Score Priority Corp, formerly known as Just2Trade, has settled charges levelled at it by the US Financial Regulatory Authority for failing to run an anti-money-laundering regime tailored to the broker-dealer's retail business.
In a Letter of Acceptance, Waiver and Consent, FINRA alleged that the broker-dealer's AML procedures did not:
- include a risk-based customer identification programme tailored to its customer base;
- discuss any exception reports that could be used for the identification of suspicious-transaction 'red flags';
- provide a description of how to perform additional monitoring for accounts in which anyone had detected suspicious trading;
- explain the manner and frequency in which it should monitor foreign accounts; or
- include any policies regarding the way it kept accounts of its investigations of potentially suspicious activity.
Additionally, FINRA stated that the broker-dealer did not detect suspicious trading (e.g., high volumes of unrelated purchases of low-priced, low-volume securities, high order-cancellation rates and high levels of account activity with very low levels of transactions) by foreign customers in a timely manner.
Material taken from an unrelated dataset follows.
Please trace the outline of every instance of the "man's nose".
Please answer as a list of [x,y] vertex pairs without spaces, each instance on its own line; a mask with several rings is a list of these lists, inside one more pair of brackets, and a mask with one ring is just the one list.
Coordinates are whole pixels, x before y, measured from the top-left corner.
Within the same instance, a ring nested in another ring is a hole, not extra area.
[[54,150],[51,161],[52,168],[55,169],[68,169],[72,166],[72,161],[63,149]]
FINRA thought that the broker-dealer also relied unreasonably on the manual review of trade blotters and daily money movement reports to detect suspicious activity, which resulted in a failure to spot trading patterns between accounts or even patterns that lasted for more than one day.
As a result of the broker-dealer's AML failures, FINRA believes that it broke Rules 3310 (on the subject of AML compliance programmes) and 2010 (on standards of commercial honour and principles of trade).
To settle the charges, the broker-dealer agreed to (i) a censure, (ii) a $250,000 fine and (iii) an undertaking to hire an independent consultant to conduct a thorough review of its policies, systems and procedures.